Corpus: Word Count & Audio

haqkiemdaim · July 6, 2019, 11:54pm

Hi everyone. I got 2 question on TTS dataset/corpus

My question is that:

is high frequency word (number of word) in a corpus is better than low frequency word when it comes to generating an audio for a particular text?
If i have the word ‘curious’ as the high-frequency word/audio in my corpus, how can the model generalize that word/audio when it comes to TTS?
Since the word is most likely to have various different intonation during recording.

Frequency = how many times a certain word occur in our corpus

erogol · July 8, 2019, 8:01am

Yes in general the model works better for words crowded in the dataset,especially for languages with different pronounciation than writing. Therefore, it is better to create your dataset with a good covarage of words and phonemes and it is better to use phonemes for such languages.

josh_meyer · August 22, 2019, 12:06am

@erogol — related question:

How important is it to have a Gaussian-like distribution on clip and sentence lengths in the training corpus?

If I have a corpus with a distribution on text lengths as in the image below, what would you recommend doing?
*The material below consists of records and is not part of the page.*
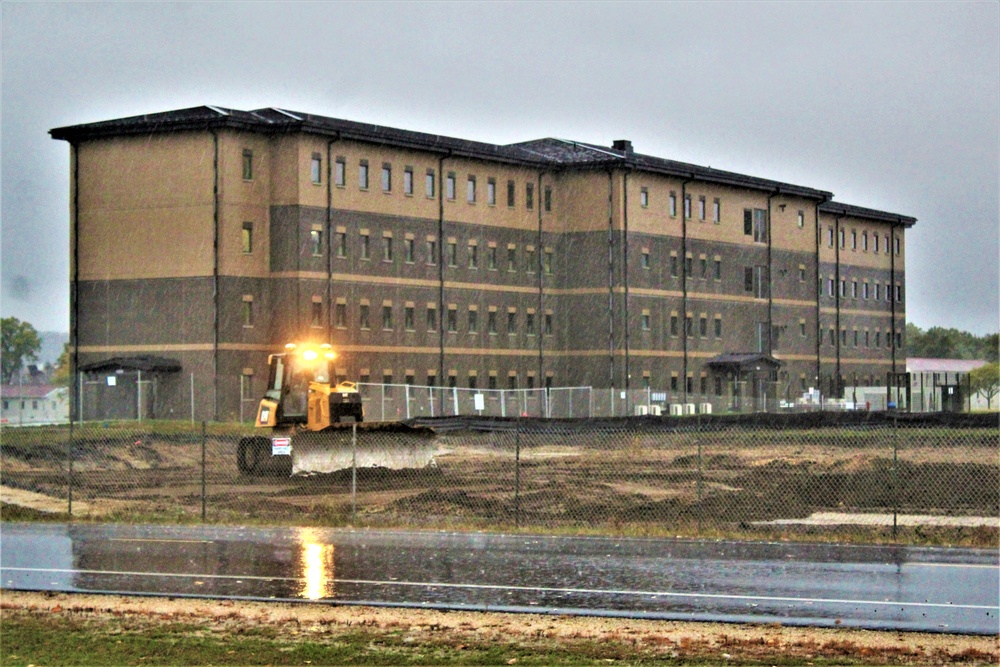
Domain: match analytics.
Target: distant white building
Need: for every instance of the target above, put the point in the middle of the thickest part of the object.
(33, 404)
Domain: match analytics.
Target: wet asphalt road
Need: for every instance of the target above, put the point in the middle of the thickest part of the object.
(902, 588)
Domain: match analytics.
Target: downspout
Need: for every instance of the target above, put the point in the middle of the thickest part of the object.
(836, 292)
(684, 278)
(611, 281)
(329, 238)
(541, 315)
(440, 261)
(74, 311)
(215, 275)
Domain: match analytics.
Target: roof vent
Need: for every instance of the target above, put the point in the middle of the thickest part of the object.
(622, 145)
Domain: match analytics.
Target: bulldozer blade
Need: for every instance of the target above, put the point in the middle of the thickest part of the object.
(327, 452)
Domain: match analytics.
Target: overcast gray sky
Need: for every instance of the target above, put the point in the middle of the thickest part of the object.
(889, 105)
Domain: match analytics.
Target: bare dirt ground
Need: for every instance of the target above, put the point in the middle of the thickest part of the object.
(650, 639)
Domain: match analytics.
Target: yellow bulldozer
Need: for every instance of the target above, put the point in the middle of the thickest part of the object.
(309, 419)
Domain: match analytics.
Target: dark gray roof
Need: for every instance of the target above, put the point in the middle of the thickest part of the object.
(837, 208)
(548, 153)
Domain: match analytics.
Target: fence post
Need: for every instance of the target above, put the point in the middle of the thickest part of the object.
(895, 473)
(517, 475)
(354, 473)
(203, 485)
(69, 467)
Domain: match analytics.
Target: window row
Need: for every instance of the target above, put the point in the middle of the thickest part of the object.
(873, 290)
(875, 243)
(864, 338)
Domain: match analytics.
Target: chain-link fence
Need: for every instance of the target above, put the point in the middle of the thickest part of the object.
(912, 478)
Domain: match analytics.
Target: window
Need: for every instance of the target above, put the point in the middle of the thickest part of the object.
(386, 177)
(247, 311)
(247, 164)
(408, 181)
(340, 172)
(316, 169)
(363, 175)
(246, 238)
(755, 224)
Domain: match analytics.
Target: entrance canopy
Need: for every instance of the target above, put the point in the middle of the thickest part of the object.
(144, 363)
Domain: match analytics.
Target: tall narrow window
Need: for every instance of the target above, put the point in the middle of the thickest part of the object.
(408, 181)
(340, 172)
(247, 238)
(386, 177)
(316, 169)
(247, 164)
(363, 175)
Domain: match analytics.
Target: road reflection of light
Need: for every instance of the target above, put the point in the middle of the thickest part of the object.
(317, 566)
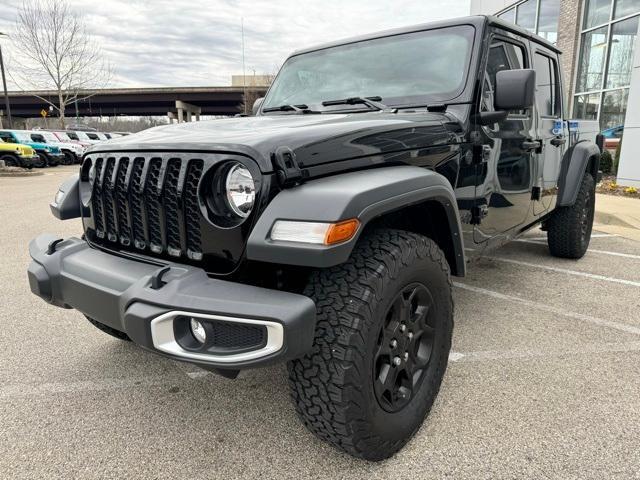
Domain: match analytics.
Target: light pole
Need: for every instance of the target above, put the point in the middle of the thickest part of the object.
(4, 84)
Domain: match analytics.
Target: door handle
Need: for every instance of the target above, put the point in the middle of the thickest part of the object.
(530, 145)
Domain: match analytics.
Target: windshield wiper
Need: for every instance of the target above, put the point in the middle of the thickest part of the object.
(288, 108)
(373, 102)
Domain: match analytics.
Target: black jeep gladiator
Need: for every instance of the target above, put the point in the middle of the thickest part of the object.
(323, 230)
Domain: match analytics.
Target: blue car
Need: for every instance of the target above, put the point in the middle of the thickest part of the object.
(50, 155)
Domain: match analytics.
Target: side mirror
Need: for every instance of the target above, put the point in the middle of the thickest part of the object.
(256, 105)
(515, 89)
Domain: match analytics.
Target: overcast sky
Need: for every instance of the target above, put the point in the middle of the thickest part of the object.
(198, 43)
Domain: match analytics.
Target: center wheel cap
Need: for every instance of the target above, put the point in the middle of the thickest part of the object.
(404, 347)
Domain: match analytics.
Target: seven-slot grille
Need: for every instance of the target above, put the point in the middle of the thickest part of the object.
(148, 204)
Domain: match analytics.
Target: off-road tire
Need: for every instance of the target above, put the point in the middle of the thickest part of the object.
(10, 160)
(332, 387)
(569, 228)
(108, 330)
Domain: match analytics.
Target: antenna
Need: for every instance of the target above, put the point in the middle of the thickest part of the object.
(244, 75)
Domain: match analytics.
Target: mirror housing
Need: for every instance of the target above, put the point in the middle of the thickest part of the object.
(256, 105)
(515, 89)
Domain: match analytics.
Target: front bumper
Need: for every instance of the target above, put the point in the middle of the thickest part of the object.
(147, 301)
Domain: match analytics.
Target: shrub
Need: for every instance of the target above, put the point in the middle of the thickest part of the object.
(606, 162)
(616, 160)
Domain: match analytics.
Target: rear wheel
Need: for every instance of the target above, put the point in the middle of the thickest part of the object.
(383, 335)
(569, 228)
(108, 330)
(10, 160)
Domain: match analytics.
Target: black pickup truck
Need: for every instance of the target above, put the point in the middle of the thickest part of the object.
(323, 230)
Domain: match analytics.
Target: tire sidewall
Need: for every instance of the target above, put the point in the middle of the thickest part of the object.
(402, 424)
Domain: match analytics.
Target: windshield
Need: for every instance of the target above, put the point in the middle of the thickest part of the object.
(412, 68)
(49, 137)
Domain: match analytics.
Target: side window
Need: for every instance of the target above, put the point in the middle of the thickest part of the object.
(502, 56)
(547, 86)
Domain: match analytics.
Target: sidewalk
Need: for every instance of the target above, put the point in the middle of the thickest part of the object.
(618, 215)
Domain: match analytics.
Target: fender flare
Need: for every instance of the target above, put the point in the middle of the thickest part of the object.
(364, 195)
(574, 165)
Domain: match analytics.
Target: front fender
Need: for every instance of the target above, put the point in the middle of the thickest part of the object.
(574, 165)
(364, 195)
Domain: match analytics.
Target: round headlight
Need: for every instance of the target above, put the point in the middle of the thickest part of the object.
(240, 190)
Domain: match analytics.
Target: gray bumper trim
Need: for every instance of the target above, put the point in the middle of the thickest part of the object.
(118, 292)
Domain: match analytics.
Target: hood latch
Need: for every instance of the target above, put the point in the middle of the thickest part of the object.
(287, 167)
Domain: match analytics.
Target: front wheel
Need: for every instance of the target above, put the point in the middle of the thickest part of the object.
(569, 228)
(383, 335)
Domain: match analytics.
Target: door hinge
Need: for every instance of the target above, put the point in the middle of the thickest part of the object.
(478, 213)
(287, 167)
(481, 154)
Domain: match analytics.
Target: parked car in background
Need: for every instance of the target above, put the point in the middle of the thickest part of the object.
(83, 137)
(17, 155)
(612, 137)
(324, 230)
(72, 151)
(65, 138)
(50, 155)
The histogram below shows numbers of characters per line of text:

Remove some shorter utterances? Leave as-is?

As you can see, the dataset has a lot of short sentences (one, two, three, and four words long).

I’m having an alignment issue during training and inference, in which the model produces only the first few words of a longer sentence… is this issue related?

-josh

erogol · August 22, 2019, 1:12pm

I’d say the problem is related. Maybe you can sub-sample the dataset biasing towards longer sentences at the later stages of the training.

josh_meyer · August 22, 2019, 6:21pm

I’ll give it a try, thanks!